With the addition of a ghost, young readers learn about France’s history as well as its role in World War II.

Recommended for ages 11-14.

“Uprising” Jennifer A. Nielsen

Rated 5 stars ***** ARC. Scholastic Press (Scholastic). 356 p. (Includes period photographs, and “Author’s note.”) To be published March 5, 2024.

Lidia Janina Durr Zakrzewski was born in Poland and, when Germany invaded Poland in 1939 to start World War II, she was 15 years old. She had always been a strong-willed child, her father’s favorite, and the bane of her mother’s existence. When he left home to fight for Poland, she was devastated. Within a short time the Nazis took away their house, her beloved piano, and the money her father had left them to survive. Lidia, her older brother, and her mother struggled to put food on the table and to keep a roof over their heads.

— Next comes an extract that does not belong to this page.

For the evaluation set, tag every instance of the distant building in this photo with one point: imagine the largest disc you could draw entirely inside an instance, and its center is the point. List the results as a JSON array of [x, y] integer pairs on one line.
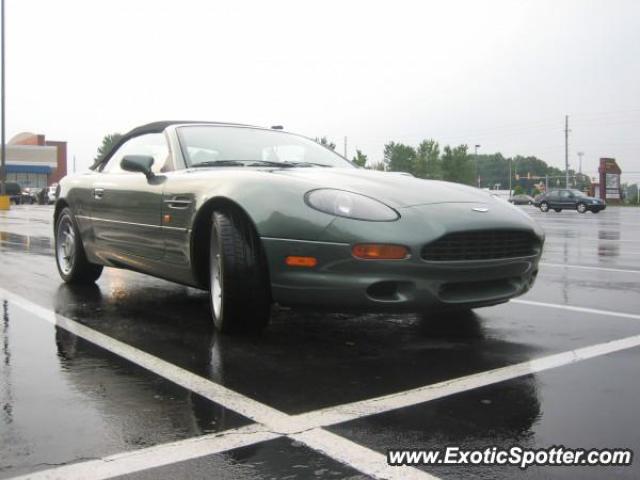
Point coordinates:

After Poland fell, the mistreatment of Jews became something Lidia saw on a regular basis. Forced to move to a squalid neighborhood, the bedroom window of their apartment overlooked the Warsaw Ghetto. There, she noticed Jews starving and being sent to concentration camps. Lidia did her best to sneak food into the Ghetto, knowing that being caught would mean instant death.

Lidia’s anger against the occupation of her country stoked a fire in her to join the Polish resistance. Her brother was a member but, despite his objections, she joined. She survived harrowing near-death experiences, multiple injuries, battles, and more in her determination to free Poland. “Uprising” is her story.

Lidia might be an unknown name to many but, after reading Nielsen’s carefully researched book and viewing the period photographs, she will not stay unknown. Lidia’s story deserves to be told, as her bravery saved the lives of hundreds of innocent people.

Highly recommended for ages 15 and older.

“Artifice” Sharon Cameron

Rated 5 stars ***** ARC. Scholastic Press (Scholastic). 381 p. (Includes “Author’s note.”) To be published November 7, 2023.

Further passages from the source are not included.